If you are caring for someone with cognitive concerns, audit their medicine cabinet for hidden sources of anticholinergic drugs, including over-the-counter sleep aids and cold formulas. Talk to their doctor about switching to second-generation alternatives. Be aware of the 2025 FDA warning about cetirizine and levocetirizine withdrawal itching, and do not stop those drugs abruptly after long-term use. These are small, concrete steps that can meaningfully reduce anticholinergic burden — one of the few modifiable risk factors in the dementia equation.
Frequently Asked Questions
Is it safe to take Benadryl occasionally if I’m worried about dementia?
Occasional use of diphenhydramine — such as once or twice for an acute allergic reaction — is unlikely to meaningfully increase dementia risk. The research that found elevated risk focused on high cumulative doses taken over years. The concern is with regular, long-term use, not a single dose during an allergy flare.
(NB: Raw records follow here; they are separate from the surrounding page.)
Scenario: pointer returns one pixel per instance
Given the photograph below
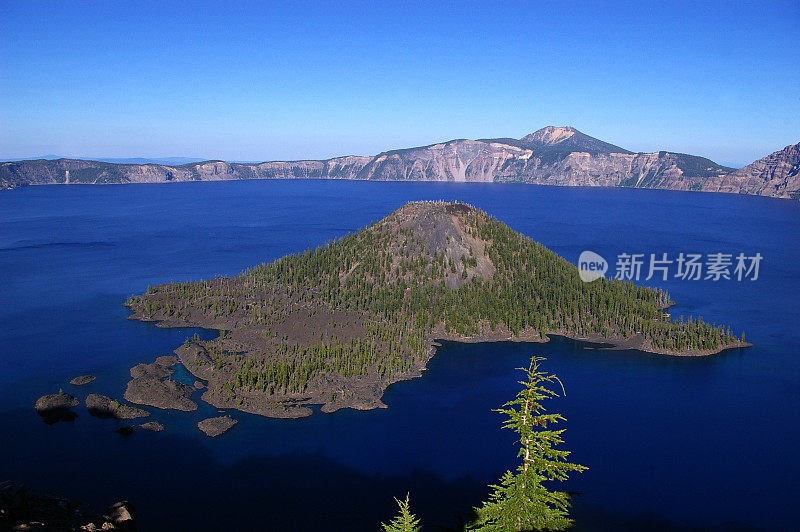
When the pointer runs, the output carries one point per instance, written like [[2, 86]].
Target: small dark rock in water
[[153, 426], [121, 514], [214, 426], [20, 509], [82, 380], [152, 391], [105, 407], [56, 407], [127, 430]]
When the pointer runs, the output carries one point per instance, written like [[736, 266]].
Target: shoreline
[[295, 406]]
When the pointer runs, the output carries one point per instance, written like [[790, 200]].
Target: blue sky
[[288, 80]]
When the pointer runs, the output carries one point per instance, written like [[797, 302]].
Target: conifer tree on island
[[521, 501], [405, 521]]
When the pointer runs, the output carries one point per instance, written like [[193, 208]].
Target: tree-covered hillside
[[337, 324]]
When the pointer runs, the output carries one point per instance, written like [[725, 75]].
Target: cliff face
[[551, 156], [776, 175]]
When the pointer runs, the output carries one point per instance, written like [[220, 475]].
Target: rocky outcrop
[[776, 175], [550, 156], [21, 509], [56, 407], [214, 426], [151, 386], [152, 426], [105, 407], [83, 380]]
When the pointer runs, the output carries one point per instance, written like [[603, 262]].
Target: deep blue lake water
[[672, 443]]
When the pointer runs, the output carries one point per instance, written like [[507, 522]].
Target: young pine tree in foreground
[[405, 521], [521, 501]]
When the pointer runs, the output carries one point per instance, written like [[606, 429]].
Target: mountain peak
[[566, 139], [550, 135]]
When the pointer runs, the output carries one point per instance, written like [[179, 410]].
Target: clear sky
[[288, 80]]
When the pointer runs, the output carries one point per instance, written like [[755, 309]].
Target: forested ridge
[[339, 323]]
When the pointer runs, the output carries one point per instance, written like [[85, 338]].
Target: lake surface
[[671, 443]]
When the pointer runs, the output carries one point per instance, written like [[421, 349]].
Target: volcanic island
[[336, 325]]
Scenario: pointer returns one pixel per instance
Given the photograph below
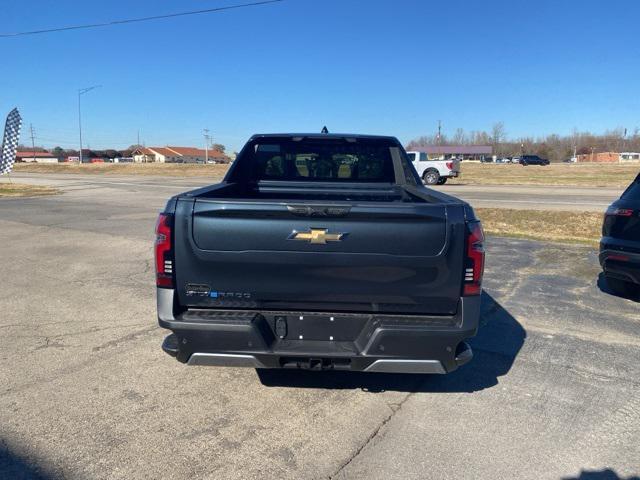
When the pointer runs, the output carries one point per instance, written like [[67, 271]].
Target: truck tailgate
[[368, 257]]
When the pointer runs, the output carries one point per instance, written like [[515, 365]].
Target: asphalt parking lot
[[85, 391]]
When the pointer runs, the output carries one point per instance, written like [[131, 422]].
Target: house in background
[[462, 152], [37, 157], [177, 155], [609, 157]]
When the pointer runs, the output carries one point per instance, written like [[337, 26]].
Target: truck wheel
[[622, 288], [431, 176]]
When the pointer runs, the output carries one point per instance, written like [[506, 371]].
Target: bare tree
[[459, 138]]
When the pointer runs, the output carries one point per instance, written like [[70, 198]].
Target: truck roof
[[322, 135]]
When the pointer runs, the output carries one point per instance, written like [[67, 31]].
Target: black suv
[[620, 244], [532, 160]]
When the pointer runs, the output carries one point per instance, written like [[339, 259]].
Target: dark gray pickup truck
[[320, 251]]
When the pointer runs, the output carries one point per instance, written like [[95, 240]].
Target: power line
[[140, 19]]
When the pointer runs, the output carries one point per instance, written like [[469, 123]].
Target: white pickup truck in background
[[434, 172]]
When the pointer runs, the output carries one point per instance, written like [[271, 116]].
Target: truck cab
[[434, 172], [320, 252]]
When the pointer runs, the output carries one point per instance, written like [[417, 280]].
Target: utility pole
[[33, 142], [206, 145], [81, 92]]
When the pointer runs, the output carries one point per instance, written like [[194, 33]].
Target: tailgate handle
[[318, 210]]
Which second-generation antihistamine has the least sedation?
Fexofenadine (Allegra) is generally considered the least sedating second-generation antihistamine. It does not meaningfully cross the blood-brain barrier in most studies. Loratadine (Claritin) is also minimally sedating. Cetirizine (Zyrtec) can cause mild drowsiness in some people.
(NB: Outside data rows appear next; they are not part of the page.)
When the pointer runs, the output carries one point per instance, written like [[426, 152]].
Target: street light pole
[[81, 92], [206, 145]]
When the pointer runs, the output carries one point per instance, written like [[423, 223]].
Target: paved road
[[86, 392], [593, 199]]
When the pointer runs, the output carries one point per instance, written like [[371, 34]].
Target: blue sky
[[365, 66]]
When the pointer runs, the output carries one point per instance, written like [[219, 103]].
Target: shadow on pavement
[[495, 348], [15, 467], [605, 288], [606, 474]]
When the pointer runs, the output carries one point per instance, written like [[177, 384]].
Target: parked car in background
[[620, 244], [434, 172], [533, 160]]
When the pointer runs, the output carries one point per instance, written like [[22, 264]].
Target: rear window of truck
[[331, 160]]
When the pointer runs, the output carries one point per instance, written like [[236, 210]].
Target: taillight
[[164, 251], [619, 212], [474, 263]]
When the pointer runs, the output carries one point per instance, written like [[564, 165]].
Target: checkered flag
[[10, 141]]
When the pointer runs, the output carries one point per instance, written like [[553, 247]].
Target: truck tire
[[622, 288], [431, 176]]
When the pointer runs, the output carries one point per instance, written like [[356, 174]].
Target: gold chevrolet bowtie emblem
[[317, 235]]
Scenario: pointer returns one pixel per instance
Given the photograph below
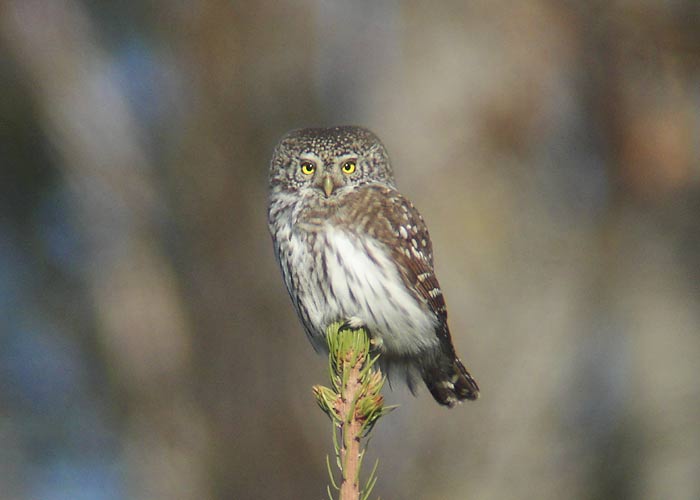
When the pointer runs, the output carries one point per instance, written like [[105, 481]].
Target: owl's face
[[327, 162]]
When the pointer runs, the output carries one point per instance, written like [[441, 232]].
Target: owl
[[353, 249]]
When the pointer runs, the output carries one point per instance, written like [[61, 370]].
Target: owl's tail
[[451, 384]]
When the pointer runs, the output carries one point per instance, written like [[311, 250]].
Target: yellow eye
[[307, 168], [349, 167]]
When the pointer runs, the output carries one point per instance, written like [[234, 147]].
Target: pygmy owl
[[353, 249]]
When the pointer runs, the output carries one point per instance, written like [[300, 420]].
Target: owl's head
[[327, 162]]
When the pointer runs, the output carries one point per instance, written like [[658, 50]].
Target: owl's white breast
[[366, 286]]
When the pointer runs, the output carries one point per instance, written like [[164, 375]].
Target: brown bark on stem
[[351, 430]]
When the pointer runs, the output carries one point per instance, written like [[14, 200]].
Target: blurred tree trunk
[[141, 323]]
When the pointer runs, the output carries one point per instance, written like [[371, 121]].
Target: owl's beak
[[328, 185]]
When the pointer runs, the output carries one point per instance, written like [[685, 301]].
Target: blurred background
[[148, 349]]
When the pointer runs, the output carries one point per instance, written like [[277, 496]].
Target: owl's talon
[[352, 324]]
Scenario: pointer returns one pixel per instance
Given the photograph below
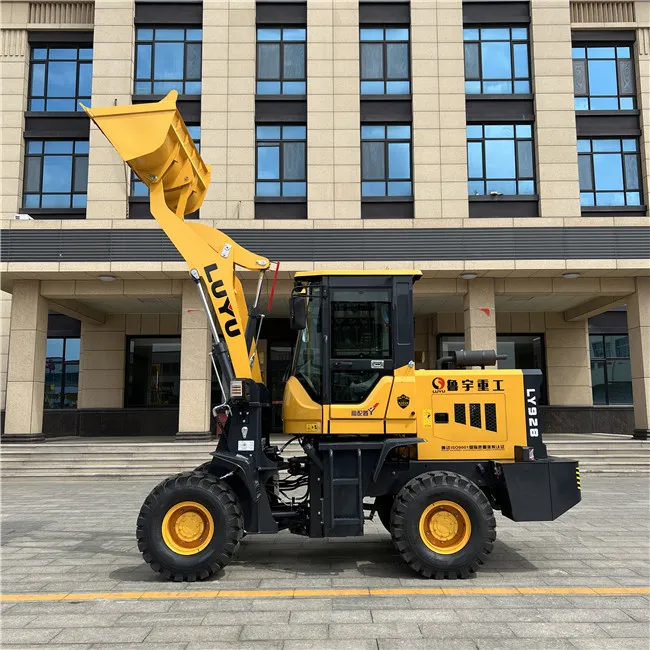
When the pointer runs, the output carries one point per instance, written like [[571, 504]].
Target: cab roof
[[357, 272]]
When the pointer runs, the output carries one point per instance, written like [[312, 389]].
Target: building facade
[[500, 147]]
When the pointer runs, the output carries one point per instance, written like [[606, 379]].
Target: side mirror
[[298, 312]]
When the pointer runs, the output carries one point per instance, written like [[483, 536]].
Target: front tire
[[190, 526], [443, 525]]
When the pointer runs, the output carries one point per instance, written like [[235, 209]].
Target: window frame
[[605, 359], [517, 179], [621, 154], [46, 61], [127, 353], [74, 210], [386, 141], [64, 365], [302, 198], [384, 43], [586, 45], [281, 80], [152, 79], [512, 42]]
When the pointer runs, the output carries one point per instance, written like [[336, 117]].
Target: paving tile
[[48, 646], [23, 637], [557, 630], [610, 644], [524, 644], [426, 644], [73, 620], [375, 630], [469, 630], [103, 635], [356, 644], [330, 616], [415, 615], [372, 602], [284, 632], [627, 630], [134, 646], [165, 618], [239, 645], [587, 615], [194, 633], [242, 617], [293, 604], [501, 615], [18, 621]]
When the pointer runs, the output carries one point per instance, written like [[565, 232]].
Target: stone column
[[642, 66], [568, 367], [26, 368], [113, 48], [214, 110], [638, 323], [101, 363], [439, 118], [196, 341], [5, 321], [240, 161], [15, 72], [557, 153], [480, 320]]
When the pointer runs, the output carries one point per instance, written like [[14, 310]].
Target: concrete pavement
[[579, 582]]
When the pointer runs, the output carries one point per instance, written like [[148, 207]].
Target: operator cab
[[354, 329]]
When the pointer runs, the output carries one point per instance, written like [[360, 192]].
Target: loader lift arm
[[154, 141]]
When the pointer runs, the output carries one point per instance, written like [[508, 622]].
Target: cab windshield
[[307, 361]]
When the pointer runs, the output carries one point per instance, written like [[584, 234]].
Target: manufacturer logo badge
[[403, 401], [438, 383], [364, 413]]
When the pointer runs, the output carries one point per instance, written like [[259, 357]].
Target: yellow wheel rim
[[187, 528], [445, 527]]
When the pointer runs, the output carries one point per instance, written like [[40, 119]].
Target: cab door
[[360, 358]]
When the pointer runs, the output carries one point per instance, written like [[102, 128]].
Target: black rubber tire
[[383, 505], [221, 502], [408, 507]]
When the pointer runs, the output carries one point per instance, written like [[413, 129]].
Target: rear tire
[[442, 525], [190, 526]]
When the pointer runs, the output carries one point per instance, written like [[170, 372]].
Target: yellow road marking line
[[326, 593]]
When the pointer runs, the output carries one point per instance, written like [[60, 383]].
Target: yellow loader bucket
[[154, 141]]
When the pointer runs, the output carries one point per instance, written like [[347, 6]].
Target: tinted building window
[[60, 78], [153, 371], [385, 68], [138, 188], [524, 352], [61, 373], [496, 60], [281, 161], [56, 174], [609, 172], [281, 61], [500, 159], [603, 78], [386, 160], [168, 59], [611, 376]]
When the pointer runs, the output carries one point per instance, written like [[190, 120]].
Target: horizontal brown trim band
[[357, 244]]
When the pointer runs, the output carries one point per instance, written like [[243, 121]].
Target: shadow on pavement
[[354, 559]]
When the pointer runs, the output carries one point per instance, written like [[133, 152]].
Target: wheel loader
[[432, 453]]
Can I stop taking Zyrtec cold turkey?
If you have been taking cetirizine (Zyrtec) or levocetirizine (Xyzal) daily for a month or more, the FDA warns that stopping abruptly may cause rare but severe itching. Talk to your doctor about tapering gradually rather than stopping all at once.
Should someone with dementia stop all antihistamines?
Not necessarily. Second-generation antihistamines have minimal anticholinergic activity and are generally considered safe. The concern is specifically with first-generation antihistamines that block acetylcholine receptors. Any medication changes should be discussed with the person’s physician.
Do anticholinergic drugs cause dementia or just increase risk?
Current research shows an association, not proven causation. The 2015 Gray et al. study and the 2024 follow-up study found increased dementia risk with cumulative anticholinergic use, but these were observational studies with inherent limitations. Harvard Health notes that some studies have found no risk. The evidence is strong enough to warrant caution, but it cannot definitively prove that these drugs cause dementia.
Are there any first-generation antihistamines that are safer for the brain?
All first-generation antihistamines cross the blood-brain barrier and have anticholinergic properties to varying degrees. There is no first-generation option that avoids these effects entirely. If brain safety is a priority, switching to a second-generation antihistamine is the most reliable approach.